Implement configurable handling of excess tokens in datasets

- Added `excess_token_handling` option to the configuration, allowing users to choose between "drop" and "truncate" for handling tokens exceeding the maximum sequence length. - Introduced `truncate_or_drop_long_seq` function to manage both single and batched samples based on the selected handling method. - Updated relevant dataset processing functions to utilize the new handling option, ensuring backward compatibility with existing "drop" behavior. - Enhanced logging to reflect truncation actions in dataset processing. This change improves flexibility in managing sequence lengths during training and evaluation.
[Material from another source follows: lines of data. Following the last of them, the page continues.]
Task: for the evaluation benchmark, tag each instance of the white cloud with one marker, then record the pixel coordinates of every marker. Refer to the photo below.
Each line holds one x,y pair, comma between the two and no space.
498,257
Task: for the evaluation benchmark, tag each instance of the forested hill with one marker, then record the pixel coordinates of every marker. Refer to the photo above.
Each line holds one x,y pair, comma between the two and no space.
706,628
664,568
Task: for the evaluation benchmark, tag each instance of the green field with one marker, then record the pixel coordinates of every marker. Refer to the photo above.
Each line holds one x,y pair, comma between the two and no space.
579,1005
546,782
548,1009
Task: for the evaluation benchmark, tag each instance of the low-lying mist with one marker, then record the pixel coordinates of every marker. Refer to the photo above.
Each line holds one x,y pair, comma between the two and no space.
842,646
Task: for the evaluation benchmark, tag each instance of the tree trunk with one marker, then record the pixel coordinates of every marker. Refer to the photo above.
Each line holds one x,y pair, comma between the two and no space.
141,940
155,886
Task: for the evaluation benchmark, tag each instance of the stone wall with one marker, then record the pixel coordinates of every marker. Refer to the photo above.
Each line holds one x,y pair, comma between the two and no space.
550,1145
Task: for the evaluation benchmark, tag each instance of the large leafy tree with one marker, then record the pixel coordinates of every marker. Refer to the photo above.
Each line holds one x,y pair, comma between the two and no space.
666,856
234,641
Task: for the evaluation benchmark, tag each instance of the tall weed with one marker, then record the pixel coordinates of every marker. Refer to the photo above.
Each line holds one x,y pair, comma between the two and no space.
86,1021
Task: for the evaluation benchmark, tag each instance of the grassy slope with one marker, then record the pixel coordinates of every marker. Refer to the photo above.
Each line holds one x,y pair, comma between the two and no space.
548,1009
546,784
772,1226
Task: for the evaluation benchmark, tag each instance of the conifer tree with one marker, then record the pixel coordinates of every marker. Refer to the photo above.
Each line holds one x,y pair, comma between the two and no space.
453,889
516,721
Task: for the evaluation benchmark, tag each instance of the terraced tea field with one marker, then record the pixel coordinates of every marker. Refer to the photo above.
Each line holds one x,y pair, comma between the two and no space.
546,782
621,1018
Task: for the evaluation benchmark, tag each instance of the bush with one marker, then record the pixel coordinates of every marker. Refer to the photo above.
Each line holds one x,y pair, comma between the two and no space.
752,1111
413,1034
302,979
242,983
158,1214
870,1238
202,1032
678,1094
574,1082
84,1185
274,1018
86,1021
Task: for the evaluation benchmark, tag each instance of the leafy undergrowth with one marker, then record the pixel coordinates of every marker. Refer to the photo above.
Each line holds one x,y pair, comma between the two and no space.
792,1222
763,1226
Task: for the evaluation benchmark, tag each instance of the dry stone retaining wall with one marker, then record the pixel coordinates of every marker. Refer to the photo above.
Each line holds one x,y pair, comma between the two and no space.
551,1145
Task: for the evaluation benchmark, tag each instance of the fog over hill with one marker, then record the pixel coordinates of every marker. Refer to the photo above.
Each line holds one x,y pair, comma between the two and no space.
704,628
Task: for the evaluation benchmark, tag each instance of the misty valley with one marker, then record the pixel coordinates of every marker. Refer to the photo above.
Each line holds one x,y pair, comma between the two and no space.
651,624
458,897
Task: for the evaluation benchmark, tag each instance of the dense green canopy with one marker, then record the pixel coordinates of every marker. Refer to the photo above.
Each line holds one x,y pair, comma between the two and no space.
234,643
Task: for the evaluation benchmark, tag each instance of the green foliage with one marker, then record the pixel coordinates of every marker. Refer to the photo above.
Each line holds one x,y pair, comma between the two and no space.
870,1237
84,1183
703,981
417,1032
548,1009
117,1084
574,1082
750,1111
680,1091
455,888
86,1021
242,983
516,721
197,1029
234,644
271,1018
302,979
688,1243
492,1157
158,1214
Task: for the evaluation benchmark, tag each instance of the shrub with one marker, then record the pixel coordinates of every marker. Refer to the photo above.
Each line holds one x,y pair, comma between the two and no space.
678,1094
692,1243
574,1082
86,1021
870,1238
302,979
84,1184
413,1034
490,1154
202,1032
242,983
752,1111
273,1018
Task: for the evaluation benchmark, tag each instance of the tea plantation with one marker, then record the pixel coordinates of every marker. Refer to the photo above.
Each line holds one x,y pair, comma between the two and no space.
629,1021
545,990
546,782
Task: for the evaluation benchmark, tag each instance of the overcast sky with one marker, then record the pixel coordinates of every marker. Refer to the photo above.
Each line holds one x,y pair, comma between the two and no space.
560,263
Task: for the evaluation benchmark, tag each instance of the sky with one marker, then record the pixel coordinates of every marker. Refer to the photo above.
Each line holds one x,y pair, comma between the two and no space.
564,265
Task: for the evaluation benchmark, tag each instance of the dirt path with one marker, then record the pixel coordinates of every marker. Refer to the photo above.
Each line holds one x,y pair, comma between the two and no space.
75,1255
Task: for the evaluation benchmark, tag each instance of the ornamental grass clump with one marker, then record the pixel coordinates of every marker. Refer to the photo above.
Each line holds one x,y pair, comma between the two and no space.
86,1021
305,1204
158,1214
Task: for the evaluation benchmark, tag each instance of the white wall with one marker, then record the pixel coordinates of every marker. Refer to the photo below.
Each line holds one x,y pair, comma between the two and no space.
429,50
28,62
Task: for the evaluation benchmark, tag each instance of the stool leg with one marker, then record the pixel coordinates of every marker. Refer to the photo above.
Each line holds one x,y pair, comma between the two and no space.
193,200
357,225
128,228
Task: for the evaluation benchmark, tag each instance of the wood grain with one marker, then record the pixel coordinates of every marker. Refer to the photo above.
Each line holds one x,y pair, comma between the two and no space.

2025-05-12 14:08:43 +02:00
parent 47e0e71bc8
commit 9f68918f13
6 changed files with 247 additions and 41 deletions
--- a/docs/config.qmd
+++ b/docs/config.qmd
@@ -332,6 +332,8 @@ dataset_shard_idx:
 # The maximum length of an input to train with, this should typically be less than 2048
 # as most models have a token/context limit of 2048
 sequence_len: 2048
+# How to handle tokens exceeding max sequence length - "drop" (default, removes sample) or "truncate" (cuts off excess tokens) 
+excess_token_handling: drop
 # Pad inputs so each step uses constant sized buffers
 # This will reduce memory fragmentation and may prevent OOMs, by re-using memory more efficiently
 pad_to_sequence_len: